Nah, I’m just watching the bugs go by |-:
Seriously though folks, if you have a product that’s affected by this issue and you haven’t already filed a bug, please do so, and post your bug number here, just for the record.
Share and Enjoy
—
Quinn “The Eskimo!” @ Developer Technical Support @ Apple
let myEmail = "eskimo" + "1" + "@" + "apple.com"
FB15166325
, FB15192539
, FB15245186
, FB15110263
, FB15110251
@DTS Engineer
I did receive a request from Apple to clarify the framework(s):
"Apple Sep 26, 2024 at 1:53 PM Engineering has requested the following information regarding your report:
Is this with mainstream Dictation or Voice Control?"
Sure enough I clarified that it's Dictation and the frameworks I used are SFSpeechRecognizer, SFSpeechAudioBufferRecognitionRequest, etc.
As you can see it was a week ago, and so far I haven't heard from them.
What surprises me is that I don't see other reports on that bug. All of the numbers except mine - FB15245186 - return 'Not found'. Needless to say that if I get any response, I'll post it here.
All of the numbers except mine … return 'Not found'.
That’s expected. Feedback Assistant only shows you bugs that you filed [1]. I address this explicitly in Bug Reporting: How and Why?.
Share and Enjoy
—
Quinn “The Eskimo!” @ Developer Technical Support @ Apple
let myEmail = "eskimo" + "1" + "@" + "apple.com"
[1] Or members of your team, if you use that feature.
@DTS Engineer
I've read you post about the rules of Feedback Assistant. Thank you for clarifying certain points. Nevertheless, I can't help asking a question: if "Feedback Assistant only shows you bugs that you filed", then what the purpose of the header of the page: "Recent Similar Reports:None Resolution:Open"

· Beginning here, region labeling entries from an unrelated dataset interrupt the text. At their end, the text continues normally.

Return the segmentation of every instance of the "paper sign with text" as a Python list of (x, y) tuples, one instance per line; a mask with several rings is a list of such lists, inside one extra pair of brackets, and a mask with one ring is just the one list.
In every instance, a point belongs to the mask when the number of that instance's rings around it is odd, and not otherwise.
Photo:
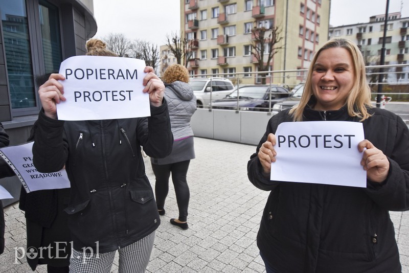
[(362, 123), (347, 121), (284, 122), (276, 132), (277, 161), (271, 180), (365, 188), (360, 165)]
[(14, 197), (10, 194), (7, 190), (0, 186), (0, 199), (13, 199)]
[(132, 58), (71, 57), (59, 73), (65, 101), (57, 105), (59, 120), (91, 120), (150, 116), (149, 97), (142, 92), (145, 61)]
[(70, 188), (65, 170), (53, 173), (39, 172), (33, 164), (34, 142), (0, 149), (0, 156), (10, 166), (27, 192), (39, 190)]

I guess that boils down to your definition of “shows”. IMO showing you a count of similar bugs isn’t showing your the other bugs. You can’t, for example, see the titles of the bugs, the initial problem description, the attachments, any communication with the originator, and so on. That’s the definition of “shows” that I’m using.
Share and Enjoy
—
Quinn “The Eskimo!” @ Developer Technical Support @ Apple
let myEmail = "eskimo" + "1" + "@" + "apple.com"
Another report here: FB15498488
Is anyone seeing progress on their submitted bugs in Feedback Assistant? I just checked mine and was disappointed to see it updated with:
Resolution:Investigation complete - Unable to diagnose with current information
I submitted details about my phone/build. I told them very specifically how to repro the bug using the Apple-written example app 'SpokenWord'. I provided an MP4 showing that app running and manifesting the bug. I provided links to other reports of this same bug (other FB* submissions) in this thread.
I'm not sure what is missing with respect to being able to diagnose it.
Is anyone else having better luck than me?
As of the latest beta (18.1 22B5075a), the 'dropping words' bug as reported here still occurs if requiresOnDeviceRecognition is set to true.